Он даже рассказал такую вещь (но думаю, что он это выдумал, чтобы позлить Тихонова). Китайский поэт Фу-Бай-Чан делал альбом автографов, который — «в виде большой чести должен был отправить (?) и я, — сказал Пастернак. — Я написал приблизительно следующее: “Желаю Вам успеха и здоровья и не быть обманутым русскими лжецами, что касается меня, то я не люблю никаких металлических и литературных сравнений, которыми у нас воздают часто хвалу (“железный”, “твердокаменный” и т. д.). И я считаю, что символом современной культуры должен быть человек, не вбивающий палкой в голову брата свои мысли, а жертвующий своей жизнью проповедник”». Я не помню, — продолжал Зелинский, — точно его слов, но смысл был именно такой. Пастернак это говорил Тихонову, но тот ничего не сказал. Он вообще уходил в беседе сознательно от всякой политической остроты. Всеволод сказал, что Тихонов сам пришел к нему в гости. Он его не звал[417].
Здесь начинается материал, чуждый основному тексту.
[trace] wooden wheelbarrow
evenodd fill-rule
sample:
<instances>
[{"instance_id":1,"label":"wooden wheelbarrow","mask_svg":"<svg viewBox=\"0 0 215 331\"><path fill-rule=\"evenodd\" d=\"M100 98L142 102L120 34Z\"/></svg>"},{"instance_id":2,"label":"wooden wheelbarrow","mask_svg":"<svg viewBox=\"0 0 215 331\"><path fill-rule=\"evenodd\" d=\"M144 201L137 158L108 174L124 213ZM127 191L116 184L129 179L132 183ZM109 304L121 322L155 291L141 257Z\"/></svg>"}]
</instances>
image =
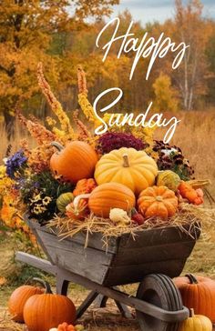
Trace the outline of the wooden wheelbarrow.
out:
<instances>
[{"instance_id":1,"label":"wooden wheelbarrow","mask_svg":"<svg viewBox=\"0 0 215 331\"><path fill-rule=\"evenodd\" d=\"M199 224L186 226L187 231L178 226L142 230L135 240L130 235L112 236L108 246L100 233L93 234L87 248L85 234L59 241L47 227L35 221L28 225L48 261L23 252L16 253L16 260L54 275L58 294L67 296L69 282L90 289L77 318L98 298L100 306L114 299L128 317L128 306L135 308L142 331L176 331L189 316L170 278L180 275L200 237ZM136 296L118 290L118 286L132 283L139 283Z\"/></svg>"}]
</instances>

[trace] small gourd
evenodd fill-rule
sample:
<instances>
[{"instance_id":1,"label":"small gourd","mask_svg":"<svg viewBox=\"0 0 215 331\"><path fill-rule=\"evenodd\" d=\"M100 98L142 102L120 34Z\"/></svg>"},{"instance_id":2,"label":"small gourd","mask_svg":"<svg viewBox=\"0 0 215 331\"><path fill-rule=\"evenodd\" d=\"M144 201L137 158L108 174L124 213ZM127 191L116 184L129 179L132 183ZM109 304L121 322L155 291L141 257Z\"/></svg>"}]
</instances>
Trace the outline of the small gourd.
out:
<instances>
[{"instance_id":1,"label":"small gourd","mask_svg":"<svg viewBox=\"0 0 215 331\"><path fill-rule=\"evenodd\" d=\"M167 186L169 190L177 191L180 184L180 177L179 175L171 170L159 171L157 176L158 186Z\"/></svg>"}]
</instances>

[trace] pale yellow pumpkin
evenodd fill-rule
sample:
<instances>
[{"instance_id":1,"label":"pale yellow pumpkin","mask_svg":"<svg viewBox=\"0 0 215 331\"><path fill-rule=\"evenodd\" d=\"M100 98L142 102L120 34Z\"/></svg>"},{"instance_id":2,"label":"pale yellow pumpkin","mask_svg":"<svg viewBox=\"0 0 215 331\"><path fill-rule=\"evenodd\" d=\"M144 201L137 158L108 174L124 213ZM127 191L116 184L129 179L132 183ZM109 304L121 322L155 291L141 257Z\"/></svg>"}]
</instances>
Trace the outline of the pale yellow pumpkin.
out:
<instances>
[{"instance_id":1,"label":"pale yellow pumpkin","mask_svg":"<svg viewBox=\"0 0 215 331\"><path fill-rule=\"evenodd\" d=\"M212 331L212 323L203 315L194 315L190 309L190 316L180 323L179 331Z\"/></svg>"},{"instance_id":2,"label":"pale yellow pumpkin","mask_svg":"<svg viewBox=\"0 0 215 331\"><path fill-rule=\"evenodd\" d=\"M119 183L136 195L155 183L158 175L156 162L144 151L122 147L103 155L94 174L98 185Z\"/></svg>"}]
</instances>

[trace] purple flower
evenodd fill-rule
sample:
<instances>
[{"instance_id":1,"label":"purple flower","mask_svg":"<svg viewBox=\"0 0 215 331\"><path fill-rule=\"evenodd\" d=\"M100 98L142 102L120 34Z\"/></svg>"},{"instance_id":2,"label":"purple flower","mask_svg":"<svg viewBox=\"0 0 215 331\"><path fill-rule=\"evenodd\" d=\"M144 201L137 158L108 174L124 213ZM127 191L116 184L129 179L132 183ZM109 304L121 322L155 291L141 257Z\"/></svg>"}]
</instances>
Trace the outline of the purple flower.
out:
<instances>
[{"instance_id":1,"label":"purple flower","mask_svg":"<svg viewBox=\"0 0 215 331\"><path fill-rule=\"evenodd\" d=\"M15 153L12 156L7 158L6 174L11 178L15 178L15 173L19 172L23 167L26 166L26 156L25 156L24 152L20 149L18 152Z\"/></svg>"}]
</instances>

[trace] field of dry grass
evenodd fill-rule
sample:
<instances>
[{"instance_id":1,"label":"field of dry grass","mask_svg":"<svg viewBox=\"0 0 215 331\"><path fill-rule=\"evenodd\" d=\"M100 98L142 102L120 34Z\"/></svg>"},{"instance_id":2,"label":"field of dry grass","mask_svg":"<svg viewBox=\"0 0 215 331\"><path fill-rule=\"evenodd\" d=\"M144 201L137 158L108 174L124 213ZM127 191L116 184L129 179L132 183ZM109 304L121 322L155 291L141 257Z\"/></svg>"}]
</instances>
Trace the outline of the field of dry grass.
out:
<instances>
[{"instance_id":1,"label":"field of dry grass","mask_svg":"<svg viewBox=\"0 0 215 331\"><path fill-rule=\"evenodd\" d=\"M189 159L195 168L196 178L211 180L210 193L215 196L215 110L210 112L179 113L177 117L181 120L173 140L172 145L181 147L183 154ZM10 142L6 139L5 128L0 125L1 148L0 157L5 153L9 143L13 150L17 149L20 138L29 139L26 134L16 124L15 135ZM158 138L162 138L163 131L157 133ZM29 139L30 140L30 139ZM30 144L34 144L30 140ZM208 275L215 279L215 231L205 228L205 236L198 242L195 249L189 258L185 270L196 274ZM0 276L5 271L5 266L10 264L13 258L13 242L1 246L0 242ZM5 312L8 296L12 291L11 286L0 286L0 331L21 331L23 326L11 324ZM72 286L70 296L75 303L78 305L87 291L79 286ZM8 324L6 324L8 321ZM113 328L117 331L135 331L138 326L135 321L126 321L118 314L113 304L106 310L90 310L84 317L84 323L88 331L108 331ZM2 324L2 326L1 326Z\"/></svg>"}]
</instances>

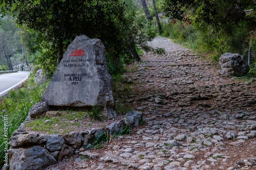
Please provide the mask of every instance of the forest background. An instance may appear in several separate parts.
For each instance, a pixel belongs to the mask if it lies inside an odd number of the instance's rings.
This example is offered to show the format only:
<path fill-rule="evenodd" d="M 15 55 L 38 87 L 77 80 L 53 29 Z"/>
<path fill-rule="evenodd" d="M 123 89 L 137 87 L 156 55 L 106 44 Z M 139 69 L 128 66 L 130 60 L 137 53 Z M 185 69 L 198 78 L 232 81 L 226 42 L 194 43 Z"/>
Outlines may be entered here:
<path fill-rule="evenodd" d="M 50 77 L 67 46 L 76 36 L 85 34 L 103 42 L 115 80 L 126 64 L 140 61 L 143 51 L 164 53 L 147 45 L 158 35 L 215 64 L 223 54 L 239 53 L 250 61 L 244 77 L 256 77 L 256 1 L 0 0 L 0 70 L 34 74 L 42 68 Z M 31 79 L 25 88 L 3 100 L 0 125 L 8 114 L 9 137 L 40 101 L 46 86 Z M 1 160 L 3 141 L 0 136 Z"/>

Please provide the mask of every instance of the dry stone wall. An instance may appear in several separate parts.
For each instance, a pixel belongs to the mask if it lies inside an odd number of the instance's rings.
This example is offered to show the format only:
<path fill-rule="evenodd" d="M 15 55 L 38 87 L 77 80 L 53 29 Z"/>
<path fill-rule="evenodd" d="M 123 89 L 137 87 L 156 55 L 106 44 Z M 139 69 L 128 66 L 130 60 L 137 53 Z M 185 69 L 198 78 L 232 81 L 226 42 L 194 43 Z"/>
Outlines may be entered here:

Зелинский почувствовал, что нерв этой встречи — внутреннее напряжение между Пастернаком и Тихоновым. Здесь еще есть боль, обида. Тихонов готов слушать стихи Пастернака, но не его опасные речи. Тихонову судьба уже не дарит строк. Возле Пастернака можно греться, его поэзия остается подлинной.

Всем тем, кому я доверял, Я с давних пор уже неверен. Я человека потерял С тех пор, как всеми он потерян.

Но Пастернак всем своим видом показывает, что прежним отношениям пришел конец. Отсюда это — «не буду читать», и горестный Тихонов, которого «никто не звал».

В письме Надежде Яковлевне Мандельштам Пастернак высказывается еще определеннее:

...от моего былого миролюбия и компанейства ничего не осталось. Не только никаких Тихоновых и большинства Союза нет для меня и я их отрицаю, но я не упускаю случая открыто и публично об этом заявлять. И они, разумеется, правы, что в долгу передо мной не остаются. Конечно, это соотношение сил неравное, но судьба моя определилась, и у меня нет выбора[418].

Буквально в те же дни Зелинский язвительно пишет и о прежнем товарище по конструктивизму — Луговском: «В нем меня всегда больно ранит его беспозвоночность, умильность, готовность служить. Бедняга, как его поломала жизнь»[419]. Себя-то Зелинский видит независимым и гордым.

Луговской давно уже не старался производить впечатление. Если же власть толкала его на «дурное», он прятался, пил или врал ей. М. И. Белкина рассказывала, как в 1939 году он разъяснял младшему другу по «Знамени», Тарасенкову, после того как на него напал какой-то «правдист», механику признания ошибок. Тот раздраженно называл его «политиканом».